Nande Yer

Personal information
- Born: c. 1970 Ialibu, Papua New Guinea, Australia
- Died: 1 December 2012 (aged 42) Port Moresby, Papua New Guinea

Playing information
- Position: Prop, Second-row
Club
| Years | Team | Pld | T | G | FG | P |
|  | Mendi Muruks |  |  |  |  |  |
Representative
| Years | Team | Pld | T | G | FG | P |
| 1991 | Northern Zone |  |  |  |  |  |
| 1992–96 | Papua New Guinea | 11 | 0 | 0 | 0 | 0 |
- Source:

= Nande Yer =

PNG international rugby league footballer

Nande Yer was a Papua New Guinean rugby league footballer who represented Papua New Guinea at the 1995 World Cup.

== Early life ==
Nande Yer was born about 1970 in Ialibu, a small village in the Southern Highlands Province of what was then the Territory of Papua and New Guinea, under the control of Australia.
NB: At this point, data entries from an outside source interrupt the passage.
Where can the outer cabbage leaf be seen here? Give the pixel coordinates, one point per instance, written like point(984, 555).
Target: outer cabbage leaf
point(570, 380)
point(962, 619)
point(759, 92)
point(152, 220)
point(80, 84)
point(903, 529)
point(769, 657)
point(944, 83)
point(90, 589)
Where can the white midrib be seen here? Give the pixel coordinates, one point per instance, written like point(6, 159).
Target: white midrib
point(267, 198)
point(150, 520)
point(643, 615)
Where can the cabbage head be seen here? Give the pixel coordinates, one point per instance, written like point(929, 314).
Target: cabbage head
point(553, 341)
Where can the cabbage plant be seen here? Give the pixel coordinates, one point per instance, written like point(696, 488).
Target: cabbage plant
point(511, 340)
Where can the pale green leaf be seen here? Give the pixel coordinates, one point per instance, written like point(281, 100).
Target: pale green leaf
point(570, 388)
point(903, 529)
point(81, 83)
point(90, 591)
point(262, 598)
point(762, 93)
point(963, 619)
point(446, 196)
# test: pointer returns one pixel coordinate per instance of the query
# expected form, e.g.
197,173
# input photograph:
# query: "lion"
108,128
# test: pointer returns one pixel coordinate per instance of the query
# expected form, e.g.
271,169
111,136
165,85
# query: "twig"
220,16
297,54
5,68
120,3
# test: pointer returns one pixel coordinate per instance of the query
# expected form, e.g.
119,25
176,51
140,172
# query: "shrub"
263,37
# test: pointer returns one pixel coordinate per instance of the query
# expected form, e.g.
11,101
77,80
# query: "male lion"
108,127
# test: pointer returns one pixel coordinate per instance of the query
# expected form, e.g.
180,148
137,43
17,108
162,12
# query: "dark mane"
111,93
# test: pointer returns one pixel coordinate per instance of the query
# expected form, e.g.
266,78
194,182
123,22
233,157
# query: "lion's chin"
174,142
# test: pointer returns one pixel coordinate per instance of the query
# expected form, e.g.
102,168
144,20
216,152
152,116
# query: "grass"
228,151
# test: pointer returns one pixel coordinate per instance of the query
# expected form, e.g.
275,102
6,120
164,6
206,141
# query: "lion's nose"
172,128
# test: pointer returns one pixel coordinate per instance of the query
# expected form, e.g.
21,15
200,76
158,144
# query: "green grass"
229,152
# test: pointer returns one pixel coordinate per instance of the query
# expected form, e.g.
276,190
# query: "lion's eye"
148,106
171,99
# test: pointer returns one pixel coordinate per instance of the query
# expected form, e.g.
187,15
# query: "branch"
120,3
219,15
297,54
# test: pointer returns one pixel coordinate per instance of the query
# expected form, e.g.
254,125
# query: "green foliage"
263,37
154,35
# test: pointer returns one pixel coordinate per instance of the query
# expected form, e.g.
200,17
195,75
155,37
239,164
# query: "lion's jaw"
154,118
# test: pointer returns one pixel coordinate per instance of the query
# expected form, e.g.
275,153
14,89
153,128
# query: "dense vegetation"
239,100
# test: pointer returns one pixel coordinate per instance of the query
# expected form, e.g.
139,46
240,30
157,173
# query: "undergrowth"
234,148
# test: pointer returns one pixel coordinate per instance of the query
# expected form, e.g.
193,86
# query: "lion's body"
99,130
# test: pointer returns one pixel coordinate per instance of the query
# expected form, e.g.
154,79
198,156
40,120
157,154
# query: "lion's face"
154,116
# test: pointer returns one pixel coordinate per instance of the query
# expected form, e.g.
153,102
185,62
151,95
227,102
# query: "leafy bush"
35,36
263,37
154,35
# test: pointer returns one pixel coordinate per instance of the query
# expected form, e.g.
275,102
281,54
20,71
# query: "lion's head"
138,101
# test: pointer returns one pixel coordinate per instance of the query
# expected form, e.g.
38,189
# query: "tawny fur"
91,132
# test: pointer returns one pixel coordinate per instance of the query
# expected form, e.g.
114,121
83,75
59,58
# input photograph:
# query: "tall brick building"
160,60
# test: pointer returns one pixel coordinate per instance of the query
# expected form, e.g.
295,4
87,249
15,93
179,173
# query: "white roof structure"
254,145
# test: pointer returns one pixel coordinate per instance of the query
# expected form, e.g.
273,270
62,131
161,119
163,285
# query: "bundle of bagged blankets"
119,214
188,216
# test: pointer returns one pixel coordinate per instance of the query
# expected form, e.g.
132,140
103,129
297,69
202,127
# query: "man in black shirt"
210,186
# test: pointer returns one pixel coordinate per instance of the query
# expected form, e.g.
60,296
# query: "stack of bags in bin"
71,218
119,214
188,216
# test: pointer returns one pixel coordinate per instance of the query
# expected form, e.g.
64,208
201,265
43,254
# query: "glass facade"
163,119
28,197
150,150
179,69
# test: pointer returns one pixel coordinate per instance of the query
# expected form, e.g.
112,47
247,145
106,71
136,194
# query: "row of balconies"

His cousin, Raymond Kahl, is also a Papua New Guinean footballer.

==Playing career==
Yer played for the Mendi Muruks and represented the Northern Zone in 1991 against the touring Great Britain Lions. He played eleven tests for Papua New Guinea between 1992 and 1996.

In 2001 he served as a selector for the Mendi Muruks.

== Death ==
Yer died on 1 December 2012, at the Port Moresby General Hospital after a heart attack. He is survived by his wife, Bida, and three children, Brownwin, Norberta, and Makena.